まさに圧巻のゴルフだった。2打差から首位を追ったブライソン・デシャンボー(米国)。4番でバーディを先行させると、8番でボギーも、9番パー5ではド派手なイーグル奪取。折り返した11番でもバーディを奪い、頭一つ抜け出した。
「9番でイーグルを獲ったときは、これでいけると思った。でもバックナインに入ってから、気を取り直した。ひとホール、ひとショットを大事に行こう、と」
気が緩むことなく進んだサンデーバックナイン。一つのボギーを叩くこともなく、上がってみれば「67」はこの日ただ一人のアンダーパー。4日間通算でもアンダーパーは一人。2位に6打差をつける圧勝だった。

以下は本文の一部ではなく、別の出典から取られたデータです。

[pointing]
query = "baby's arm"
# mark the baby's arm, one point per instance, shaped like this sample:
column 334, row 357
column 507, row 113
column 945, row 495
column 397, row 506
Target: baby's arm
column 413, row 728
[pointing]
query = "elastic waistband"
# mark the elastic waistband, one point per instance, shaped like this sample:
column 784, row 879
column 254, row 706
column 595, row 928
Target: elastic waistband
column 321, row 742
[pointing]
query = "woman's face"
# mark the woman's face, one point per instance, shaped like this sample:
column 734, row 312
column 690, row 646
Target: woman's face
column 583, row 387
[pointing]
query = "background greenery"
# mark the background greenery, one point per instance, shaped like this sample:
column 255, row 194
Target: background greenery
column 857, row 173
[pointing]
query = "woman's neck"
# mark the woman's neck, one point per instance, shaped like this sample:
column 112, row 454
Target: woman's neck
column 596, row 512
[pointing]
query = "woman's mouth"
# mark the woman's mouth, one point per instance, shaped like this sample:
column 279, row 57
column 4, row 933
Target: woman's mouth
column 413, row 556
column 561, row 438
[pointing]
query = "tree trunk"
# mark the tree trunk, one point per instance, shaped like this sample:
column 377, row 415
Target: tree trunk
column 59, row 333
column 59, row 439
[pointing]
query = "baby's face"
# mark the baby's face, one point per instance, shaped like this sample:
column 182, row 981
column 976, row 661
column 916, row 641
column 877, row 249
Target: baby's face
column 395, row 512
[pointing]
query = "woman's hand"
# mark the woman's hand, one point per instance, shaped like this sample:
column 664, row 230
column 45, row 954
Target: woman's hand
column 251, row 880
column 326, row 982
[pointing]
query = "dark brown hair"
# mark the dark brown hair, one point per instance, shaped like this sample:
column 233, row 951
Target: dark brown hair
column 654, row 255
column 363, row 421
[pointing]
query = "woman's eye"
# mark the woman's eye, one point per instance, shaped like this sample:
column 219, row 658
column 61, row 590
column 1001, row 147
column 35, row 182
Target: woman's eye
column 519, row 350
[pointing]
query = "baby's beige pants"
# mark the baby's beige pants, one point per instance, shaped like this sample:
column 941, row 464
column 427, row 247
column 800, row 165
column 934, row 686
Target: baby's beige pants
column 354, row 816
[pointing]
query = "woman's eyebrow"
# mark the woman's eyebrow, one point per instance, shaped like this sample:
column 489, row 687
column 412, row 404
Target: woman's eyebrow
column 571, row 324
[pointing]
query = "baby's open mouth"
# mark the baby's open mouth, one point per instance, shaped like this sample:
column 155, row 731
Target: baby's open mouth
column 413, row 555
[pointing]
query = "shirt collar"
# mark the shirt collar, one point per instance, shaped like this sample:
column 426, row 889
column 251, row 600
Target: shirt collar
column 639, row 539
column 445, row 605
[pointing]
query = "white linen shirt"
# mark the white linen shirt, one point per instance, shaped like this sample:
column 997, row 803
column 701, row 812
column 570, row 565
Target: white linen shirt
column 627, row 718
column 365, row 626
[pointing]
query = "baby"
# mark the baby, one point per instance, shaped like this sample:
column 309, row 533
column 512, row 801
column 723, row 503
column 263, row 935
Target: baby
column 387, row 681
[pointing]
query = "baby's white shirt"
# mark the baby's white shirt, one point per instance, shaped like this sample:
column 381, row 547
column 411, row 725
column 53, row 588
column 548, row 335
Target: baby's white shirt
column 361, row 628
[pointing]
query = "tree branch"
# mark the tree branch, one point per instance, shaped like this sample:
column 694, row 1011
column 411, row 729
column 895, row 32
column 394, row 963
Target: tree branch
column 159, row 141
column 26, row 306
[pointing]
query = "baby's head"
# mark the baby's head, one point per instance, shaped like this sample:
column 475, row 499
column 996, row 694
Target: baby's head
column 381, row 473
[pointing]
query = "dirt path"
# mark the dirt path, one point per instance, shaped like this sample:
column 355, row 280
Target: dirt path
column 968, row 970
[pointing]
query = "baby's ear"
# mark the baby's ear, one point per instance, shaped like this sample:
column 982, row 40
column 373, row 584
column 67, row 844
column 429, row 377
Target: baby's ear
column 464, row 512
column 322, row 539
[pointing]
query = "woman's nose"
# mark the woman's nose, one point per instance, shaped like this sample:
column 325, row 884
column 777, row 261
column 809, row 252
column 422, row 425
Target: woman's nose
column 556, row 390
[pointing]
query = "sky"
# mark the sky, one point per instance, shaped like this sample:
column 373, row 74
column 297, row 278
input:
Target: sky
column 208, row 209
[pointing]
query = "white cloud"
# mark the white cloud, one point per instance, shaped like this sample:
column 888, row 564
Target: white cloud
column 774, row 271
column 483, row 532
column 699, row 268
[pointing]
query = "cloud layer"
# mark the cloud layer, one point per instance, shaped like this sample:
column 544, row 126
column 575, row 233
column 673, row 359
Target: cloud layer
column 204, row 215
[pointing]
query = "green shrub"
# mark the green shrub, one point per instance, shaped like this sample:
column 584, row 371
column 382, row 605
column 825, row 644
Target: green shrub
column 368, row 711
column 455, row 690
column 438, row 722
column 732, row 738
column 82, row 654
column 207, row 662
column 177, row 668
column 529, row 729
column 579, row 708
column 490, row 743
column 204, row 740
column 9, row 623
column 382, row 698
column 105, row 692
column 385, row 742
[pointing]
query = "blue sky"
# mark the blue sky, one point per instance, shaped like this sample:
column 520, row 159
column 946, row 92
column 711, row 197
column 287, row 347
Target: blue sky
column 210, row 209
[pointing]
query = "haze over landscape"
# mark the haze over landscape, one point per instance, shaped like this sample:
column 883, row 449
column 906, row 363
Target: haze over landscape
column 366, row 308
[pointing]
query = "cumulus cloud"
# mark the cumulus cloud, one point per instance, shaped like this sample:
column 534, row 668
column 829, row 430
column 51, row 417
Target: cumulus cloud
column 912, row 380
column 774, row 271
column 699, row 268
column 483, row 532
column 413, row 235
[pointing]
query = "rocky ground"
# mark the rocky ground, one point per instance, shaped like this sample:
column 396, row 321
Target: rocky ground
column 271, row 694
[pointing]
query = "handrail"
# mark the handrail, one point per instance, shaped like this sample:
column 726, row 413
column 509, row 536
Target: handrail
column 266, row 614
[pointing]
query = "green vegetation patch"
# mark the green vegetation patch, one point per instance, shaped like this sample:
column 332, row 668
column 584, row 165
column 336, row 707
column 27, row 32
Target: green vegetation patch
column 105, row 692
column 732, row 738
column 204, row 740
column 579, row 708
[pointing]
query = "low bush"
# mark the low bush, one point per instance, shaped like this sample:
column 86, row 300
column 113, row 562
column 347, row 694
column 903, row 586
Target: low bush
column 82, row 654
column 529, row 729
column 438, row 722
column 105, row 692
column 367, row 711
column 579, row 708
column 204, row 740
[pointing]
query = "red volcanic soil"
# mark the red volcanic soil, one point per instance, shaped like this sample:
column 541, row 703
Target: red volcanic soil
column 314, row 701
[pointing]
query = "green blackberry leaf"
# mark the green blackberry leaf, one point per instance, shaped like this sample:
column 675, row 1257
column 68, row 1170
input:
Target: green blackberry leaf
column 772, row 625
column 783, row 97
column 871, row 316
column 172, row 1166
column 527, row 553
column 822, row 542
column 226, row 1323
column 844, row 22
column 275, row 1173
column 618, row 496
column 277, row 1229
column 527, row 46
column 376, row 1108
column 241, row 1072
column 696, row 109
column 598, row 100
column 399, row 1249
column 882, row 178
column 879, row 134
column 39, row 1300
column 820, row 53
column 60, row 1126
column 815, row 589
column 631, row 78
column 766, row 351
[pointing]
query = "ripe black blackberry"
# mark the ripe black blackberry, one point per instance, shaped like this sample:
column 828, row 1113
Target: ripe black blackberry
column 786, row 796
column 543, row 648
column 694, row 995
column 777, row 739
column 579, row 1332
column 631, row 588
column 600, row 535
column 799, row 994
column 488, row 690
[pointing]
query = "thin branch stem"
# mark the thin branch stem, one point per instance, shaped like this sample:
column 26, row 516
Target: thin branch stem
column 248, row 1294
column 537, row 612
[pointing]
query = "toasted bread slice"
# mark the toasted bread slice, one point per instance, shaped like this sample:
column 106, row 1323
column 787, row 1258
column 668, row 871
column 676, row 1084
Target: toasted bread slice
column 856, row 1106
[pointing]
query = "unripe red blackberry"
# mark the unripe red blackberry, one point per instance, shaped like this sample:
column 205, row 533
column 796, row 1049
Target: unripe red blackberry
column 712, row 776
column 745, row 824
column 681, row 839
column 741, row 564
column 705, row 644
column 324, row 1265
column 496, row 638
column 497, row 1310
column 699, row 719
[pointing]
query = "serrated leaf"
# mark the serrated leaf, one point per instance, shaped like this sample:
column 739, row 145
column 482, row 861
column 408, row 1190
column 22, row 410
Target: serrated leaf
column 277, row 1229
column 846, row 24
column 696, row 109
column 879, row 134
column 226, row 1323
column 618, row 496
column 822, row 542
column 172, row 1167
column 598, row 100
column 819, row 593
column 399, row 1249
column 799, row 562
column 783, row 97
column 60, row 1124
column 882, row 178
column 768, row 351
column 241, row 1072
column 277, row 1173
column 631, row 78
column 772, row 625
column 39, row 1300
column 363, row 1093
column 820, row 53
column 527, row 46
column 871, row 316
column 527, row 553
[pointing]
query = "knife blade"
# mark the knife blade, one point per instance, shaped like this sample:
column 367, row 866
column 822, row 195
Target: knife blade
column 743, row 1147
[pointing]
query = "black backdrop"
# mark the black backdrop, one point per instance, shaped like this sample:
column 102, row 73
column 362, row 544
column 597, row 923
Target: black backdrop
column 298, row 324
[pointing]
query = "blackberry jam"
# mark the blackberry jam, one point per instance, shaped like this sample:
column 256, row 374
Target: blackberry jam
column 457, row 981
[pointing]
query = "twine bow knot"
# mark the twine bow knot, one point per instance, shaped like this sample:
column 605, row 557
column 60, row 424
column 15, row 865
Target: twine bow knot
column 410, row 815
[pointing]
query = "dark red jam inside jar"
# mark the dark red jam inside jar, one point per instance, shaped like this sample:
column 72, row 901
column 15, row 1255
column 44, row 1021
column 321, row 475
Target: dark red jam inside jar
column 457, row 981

「まだ信じられない。まず両親に感謝。そして、チームに感謝したい」と笑顔がはじけた。データを科学的に分析、そして今年は肉体改造にも取り組み、現在の体重は105キロ前後。そこから生まれる飛距離は今ではツアー屈指。加えて、「ツアーに出たころは下手くそだった」というパッティングも年々改善。オールラウンドプレーヤーとして、大きな成長を遂げてのメジャー初制覇だった。
ホールアウト直後は、クラブハウス前の大型スクリーンに両親の姿が映った。これを見たデシャンボーは目からつたう涙を拭った。「両親は…、僕のためにいろいろなことを犠牲にしてくれた。僕にとって一番だと思ったことをしてくれた」。独自理論で突き進む息子を支え続けてくれた二人に心からの感謝と、チャンピオンとしての喜びをうれし涙で伝えた。
これで全米アマチュア選手権、全米大学選手権個人戦、そして全米オープンのタイトルを手にした。過去、この偉大な3冠を達成したのは、ジャック・ニクラスとタイガー・ウッズ(ともに米国)のみ。「一生感謝したい」と、偉大な先人に並ぶ快挙に白い歯を見せた。